How did we end up parsing Savvyday 29 Oatmeal 94 as Saturday 29 October 1994?
Some time ago, we learned that the
InternetTimeToSystemTime function manages to parse “Savvyday 29 Oatmeal 94” as “Saturday 29 October 1994”. How did that happen? Is it finding the date with the shortest English Levenshtein distance?
Nothing that fancy.
Warning: This article discusses implementation details, which are not contractual. The algorithm is subject to change in the future. The only thing that
InternetTimeToSystemTime formally guarantees is that it can parse properly-formatted HTTP timestamps.
The parsing is very simple. The official format for HTTP date strings is
- DayOfWeek, Day Month Year Hour Minute Second GMT
In practice, not everybody follows the rules, so the parser accepts these three formats:
- DayOfWeek Day Month Year Hour Minute Second TZ
- DayOfWeek Month Day Hour Minute Second TZ Year
- DayOfWeek Month Day Hour Minute Second Year TZ
After discarding non-alphanumerics, the parser takes each word in the input string and converts it to a number somehow. If it consists of digits, then it’s parsed to a number in the usual way. If it consists of alphabetics, then it’s parsed to a number by trying to match it against the list of valid tokens:
|Sun = 0||Jan = 1||Jul = 7||GMT|
|Mon = 1||Feb = 2||Aug = 8||UTC|
|Tue = 2||Mar = 3||Sep = 9|
|Wed = 3||Apr = 4||Oct = 10|
|Thu = 4||May = 5||Nov = 11|
|Fri = 5||Jun = 6||Dec = 12|
|Sat = 7|
If no match is found, then we look for an entry which shares the most initial characters with the word being parsed. If there is a unique such entry, then the parsed value is as given in the table. If there is no such entry, or the longest match is not unique, then parsing fails.¹
Since there only one time zone permitted in HTTP time/date strings, all we have to remember is “Yup, it’s a time zone. There’s a time zone marker here.”

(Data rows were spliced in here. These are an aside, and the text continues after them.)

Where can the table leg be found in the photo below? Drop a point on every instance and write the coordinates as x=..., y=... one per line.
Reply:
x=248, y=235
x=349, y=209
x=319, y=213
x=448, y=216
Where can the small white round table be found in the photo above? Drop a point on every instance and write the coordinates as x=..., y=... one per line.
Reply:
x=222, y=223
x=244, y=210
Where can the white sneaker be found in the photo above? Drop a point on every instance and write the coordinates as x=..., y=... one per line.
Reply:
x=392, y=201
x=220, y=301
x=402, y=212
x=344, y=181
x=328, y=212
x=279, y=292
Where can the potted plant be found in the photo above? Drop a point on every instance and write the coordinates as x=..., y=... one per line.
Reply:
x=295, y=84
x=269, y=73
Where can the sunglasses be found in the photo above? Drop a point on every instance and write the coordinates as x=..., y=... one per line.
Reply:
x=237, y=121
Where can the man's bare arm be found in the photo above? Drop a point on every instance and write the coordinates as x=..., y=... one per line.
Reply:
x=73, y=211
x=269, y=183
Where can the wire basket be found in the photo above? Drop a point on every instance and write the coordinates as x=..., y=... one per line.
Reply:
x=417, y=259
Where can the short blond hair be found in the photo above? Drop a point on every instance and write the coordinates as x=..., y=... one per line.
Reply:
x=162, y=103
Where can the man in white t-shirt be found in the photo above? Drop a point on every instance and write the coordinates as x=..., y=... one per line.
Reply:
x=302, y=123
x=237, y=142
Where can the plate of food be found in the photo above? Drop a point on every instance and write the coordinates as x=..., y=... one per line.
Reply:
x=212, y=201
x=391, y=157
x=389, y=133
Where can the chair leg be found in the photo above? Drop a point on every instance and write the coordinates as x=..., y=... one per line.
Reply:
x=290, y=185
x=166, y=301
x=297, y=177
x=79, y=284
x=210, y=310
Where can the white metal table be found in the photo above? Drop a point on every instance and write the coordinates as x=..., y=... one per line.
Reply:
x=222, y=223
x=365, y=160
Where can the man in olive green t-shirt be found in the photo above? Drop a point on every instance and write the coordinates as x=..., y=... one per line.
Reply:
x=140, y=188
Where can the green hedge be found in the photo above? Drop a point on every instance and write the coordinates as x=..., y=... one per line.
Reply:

For example, the string “Savvyday” is not in the above table, but it does share the following prefixes:
|Length 1||Length 2|
The longest match is length 2, and there’s only one such match, so the word “Savvyday” is parsed as if it were “Sat”.
Similarly, “Oatmeal” has only one match: Oct (length 1).
After everything is parsed into a number, we decide which of the three formats we are looking at.
If the second word was parsed from digits, then we are in case 1. If the seventh word was parsed from letters, then we are in case 2. Otherwise, we are in case 3.
Once we’ve decided what case we’re in, we know where the year is. If the caller provided a two-digit year, upgrade it to a four-digit year.
Finally, we copy the fields into the output structure. If a field is missing, it is taken from the current date and time.
That’s it. Nothing fancy. The algorithm is optimized for the case where the string follows the correct format. If you pass something that’s not in the correct format, it does what it can. Sometimes it even comes up with something vaguely sensible!
¹ If you think about it, this can be done very quickly by a simple decision tree:
² For example, Friday Friday Friday Friday Friday Friday Friday Friday parses to “day 5 of month 5 year 5, hour 5 minute 5, and 5 seconds” or “May 5, 2005 at 05:05:05 GMT”.